ER status, as well as other tumor characteristics (tumor grade, stage, and size) were obtained from the medical records. RNA and DNA were extracted for transcriptional and genomic profiling on the Illumina Human v3 microarray and Affymetrix SNP 6.0 platforms, respectively36. Tumors were classified for TP53 functional status (mutant-like/wildtype-like) using the RNA-based TP53 signature32 and for PAM50 intrinsic subtype (basal-like/non-basal-like) using a research version of the PAM50 predictor30,33.

Outcome assessment

The follow-up period for both studies is defined as the number of years between diagnosis and breast cancer death (for breast cancer-specific survival (BCSS)) and death due to any cause (for overall survival (OS)). For CBCS Phases 1–2, vital status and date of death were determined by linking with the National Death Index (NDI) in 2020. Breast cancer deaths were defined using the International Classification of Diseases breast cancer codes 174.9 (ICD-9) or C50.9 (ICD-10) as derived from death certificates. For METABRIC, vital status and time to death were obtained from the medical records.

Recurrence-free survival (RFS) was defined as time in years from diagnosis to first subsequent recurrent breast cancer (either local, regional, or distant). In CBCS Phase 3, recurrence date was abstracted from medical records after a patient reported a recurrence during follow-up telephone interviews (occurring at regular intervals). In METABRIC, recurrences and time to recurrences were obtained from the medical records.

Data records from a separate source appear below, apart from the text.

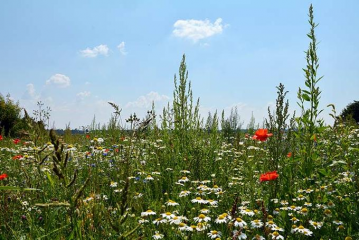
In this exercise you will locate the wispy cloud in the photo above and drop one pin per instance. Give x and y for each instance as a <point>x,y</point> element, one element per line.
<point>30,93</point>
<point>94,52</point>
<point>146,101</point>
<point>197,29</point>
<point>83,95</point>
<point>59,80</point>
<point>122,49</point>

All subjects who did not experience the outcome of interest were administratively censored at their date of last contact or the last linkage date to the NDI (for CBCS).

Statistical analyses

Kaplan-Meier plots were generated to compare survival patterns between TP53 subtypes defined using different classification methods (RNA signature, DNA sequencing, and IHC). Because of the overlap in TP53 mutant status and Basal-like intrinsic subtype, we also evaluated survival patterns by PAM50 intrinsic subtype (Basal-like/non-Basal-like) to determine whether the effects mirrored those for TP53. Survival patterns were assessed overall and within ER subtypes. Differences between the curves were evaluated using log-rank tests. Kaplan-Meier plots were restricted to node negative cases, while in multivariable models we retained these cases and included node status as an adjustment factor.

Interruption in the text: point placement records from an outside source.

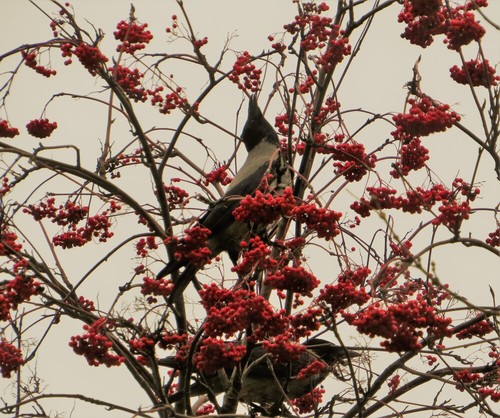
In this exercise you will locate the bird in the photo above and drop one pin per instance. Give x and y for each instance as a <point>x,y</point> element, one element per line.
<point>265,384</point>
<point>264,157</point>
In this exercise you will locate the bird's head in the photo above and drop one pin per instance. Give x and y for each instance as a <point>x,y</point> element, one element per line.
<point>328,352</point>
<point>257,128</point>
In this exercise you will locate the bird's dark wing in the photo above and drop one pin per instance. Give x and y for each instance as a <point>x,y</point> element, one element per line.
<point>221,214</point>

The prognostic value of the TP53 subtypes was evaluated using Cox proportional hazards models to compute hazard ratios (HRs) and 95% confidence intervals (CIs), overall and stratified by ER status, analyzing each TP53 classification method (RNA-, IHC, and DNA-based) separately. Again, we estimated survival effects for PAM50 intrinsic subtype (Basal-like vs. non-Basal-like) to assess whether they mirrored those for TP53. Minimally adjusted models accounted for age at diagnosis (as well as race and study phase in CBCS). Fully adjusted models additionally accounted for tumor stage, grade, size, and node status. Since tumor grade was missing for about 26% of cases in CBCS, covariates with missing values were addressed using the multiple imputation plus outcome approach37. TP53 status and PAM50 subtype were modeled with addition of a time-varying term (T) due to the observed violation of the proportionality assumption of the Cox model. The direction and magnitude of the change in HR over time is indicated by the log of this coefficient (i.e., log(T) < 1 indicates a decreasing hazard and log(T) > 1 indicates an increasing hazard). We estimated the prognostic value of each TP53 classification method as the change in likelihood ratio chi square (Δχ2) following a likelihood ratio test that compares the full prognostic model to a model after removing each TP53 classification schema. All statistical tests were two-sided and p value < 0.05 was used as the cut point for statistical significance. Statistical analyses were conducted in R software version 4.0.2 (R Foundation for Statistical Computing).

Reporting summary

Further information on research design is available in the Nature Research Reporting Summary linked to this article.